Inverser ces tendances nécessitera des investissements considérablement accrus, selon le rapport Ceres30. Entre 2023 et 2030, les gouvernements et les donateurs devront augmenter les investissements ciblés de 10 milliards USD par an en moyenne par rapport aux niveaux actuels (4,6 milliards USD pour l’Éthiopie, 543 millions USD pour le Malawi et 4,9 milliards USD pour le Nigeria). Sur ce nombre, 5,8 milliards de dollars devront provenir de donateurs internationaux, tandis que 4,2 milliards de dollars des gouvernements nationaux.
Le rapport souligne également la nécessité d’équilibrer cet investissement entre l’aide humanitaire d’urgence à long terme et le financement à plus long terme du développement des systèmes agricoles et alimentaires. Cet équilibre permettra aux parties prenantes de réagir rapidement aux crises alimentaires émergentes et de renforcer la résilience pour prévenir les futures crises. Il est important de noter qu’un tel développement devra également intégrer une perspective environnementale et donner la priorité aux pratiques et à la croissance durables de l’agriculture et de l’élevage. Une telle optique devrait prendre en compte des interventions visant à améliorer la santé des sols et à protéger la biodiversité et les ressources naturelles afin de renforcer les liens entre les systèmes alimentaires, les régimes alimentaires sains et l’environnement.
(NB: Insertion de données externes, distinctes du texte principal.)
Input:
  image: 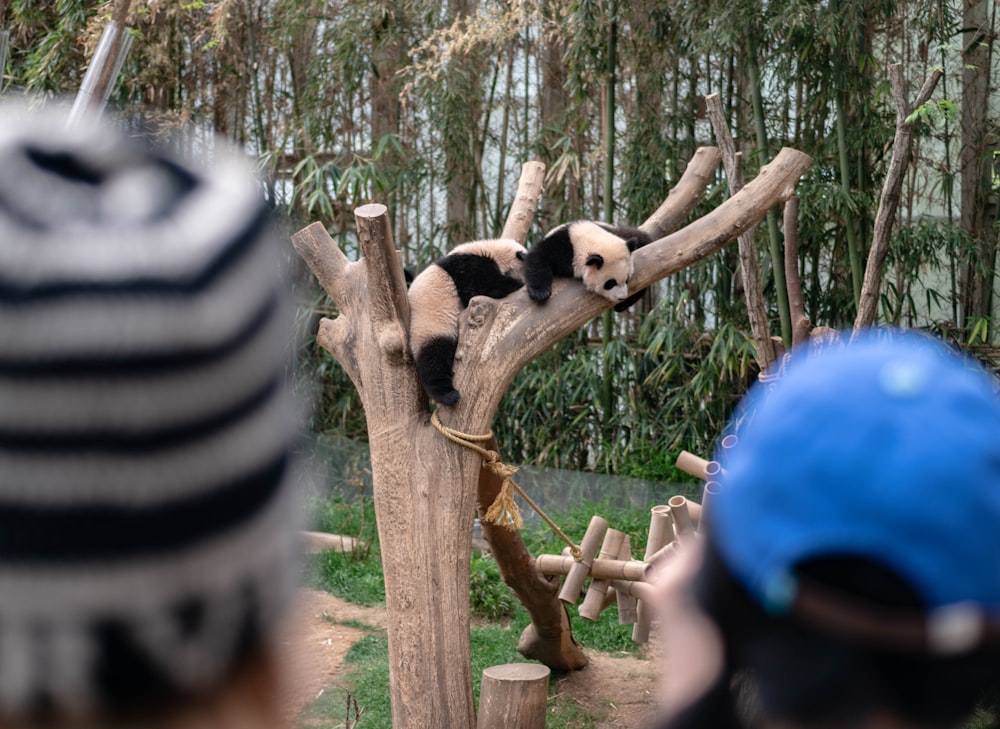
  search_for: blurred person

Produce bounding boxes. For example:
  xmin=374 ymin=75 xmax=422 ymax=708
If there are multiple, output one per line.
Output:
xmin=656 ymin=331 xmax=1000 ymax=729
xmin=0 ymin=105 xmax=298 ymax=729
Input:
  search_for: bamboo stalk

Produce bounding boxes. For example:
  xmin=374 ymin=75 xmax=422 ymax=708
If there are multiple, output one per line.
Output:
xmin=667 ymin=495 xmax=701 ymax=541
xmin=612 ymin=534 xmax=637 ymax=625
xmin=535 ymin=554 xmax=649 ymax=580
xmin=578 ymin=529 xmax=625 ymax=622
xmin=559 ymin=514 xmax=608 ymax=605
xmin=68 ymin=0 xmax=132 ymax=124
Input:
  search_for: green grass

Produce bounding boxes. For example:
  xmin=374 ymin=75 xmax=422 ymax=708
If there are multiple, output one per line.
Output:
xmin=297 ymin=492 xmax=649 ymax=729
xmin=306 ymin=552 xmax=385 ymax=605
xmin=296 ymin=607 xmax=604 ymax=729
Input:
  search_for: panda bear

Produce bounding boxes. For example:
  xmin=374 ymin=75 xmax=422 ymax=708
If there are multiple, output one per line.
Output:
xmin=524 ymin=220 xmax=652 ymax=311
xmin=408 ymin=238 xmax=527 ymax=405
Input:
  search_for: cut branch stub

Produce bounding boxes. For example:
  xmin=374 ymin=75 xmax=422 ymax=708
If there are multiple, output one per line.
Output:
xmin=354 ymin=203 xmax=410 ymax=364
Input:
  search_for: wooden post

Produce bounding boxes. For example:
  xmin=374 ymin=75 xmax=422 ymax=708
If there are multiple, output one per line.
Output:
xmin=476 ymin=663 xmax=550 ymax=729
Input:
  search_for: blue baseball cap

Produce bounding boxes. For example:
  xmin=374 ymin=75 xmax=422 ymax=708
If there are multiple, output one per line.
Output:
xmin=707 ymin=330 xmax=1000 ymax=644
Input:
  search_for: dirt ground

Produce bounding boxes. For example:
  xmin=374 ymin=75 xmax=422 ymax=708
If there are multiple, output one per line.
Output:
xmin=284 ymin=590 xmax=655 ymax=729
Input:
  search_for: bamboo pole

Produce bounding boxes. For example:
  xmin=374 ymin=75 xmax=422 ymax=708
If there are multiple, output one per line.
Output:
xmin=578 ymin=529 xmax=625 ymax=622
xmin=67 ymin=0 xmax=132 ymax=124
xmin=667 ymin=495 xmax=701 ymax=542
xmin=559 ymin=514 xmax=608 ymax=605
xmin=612 ymin=534 xmax=638 ymax=625
xmin=535 ymin=554 xmax=649 ymax=580
xmin=632 ymin=504 xmax=674 ymax=643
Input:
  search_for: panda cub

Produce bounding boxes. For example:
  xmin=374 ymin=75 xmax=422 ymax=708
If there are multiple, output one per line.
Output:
xmin=524 ymin=220 xmax=652 ymax=311
xmin=408 ymin=238 xmax=526 ymax=405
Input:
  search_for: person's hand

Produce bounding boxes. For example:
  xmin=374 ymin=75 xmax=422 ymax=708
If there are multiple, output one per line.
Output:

Au-delà des investissements dans des pratiques de production durables, le rapport identifie plusieurs autres voies clés pour soutenir la réalisation simultanée de multiples objectifs de développement. Il s’agit notamment d’investir dans l’éducation nutritionnelle afin d’accroître la préférence des consommateurs pour les aliments sains ; accroître les investissements dans les programmes de protection sociale, en particulier au Nigéria ; accroître le financement des infrastructures de stockage et de transport et de l’éducation au niveau des ménages afin de réduire les pertes et le gaspillage alimentaires ; et améliorer la capacité institutionnelle nationale de suivre, d’analyser et de communiquer les données relatives aux objectifs de développement, ainsi que de ventiler ces données pour tenir compte des différences entre les régions infranationales et les sexes.
S’ils suivent ces recommandations, conclut le rapport, les pays de l’étude pourraient voir la sous-alimentation tomber à moins de 3% d’ici 2030, tandis que 60% de chaque population nationale pourrait se permettre des régimes alimentaires plus sains. Parallèlement, les émissions de GES pourraient être limitées, tandis que les revenus des petits exploitants pourraient doubler. Ces projections montrent qu’avec les bons investissements, l’Éthiopie, le Malawi et le Nigéria peuvent se remettre de leurs crises alimentaires actuelles et faire des progrès significatifs vers la réalisation des Objectifs de Développement Durable.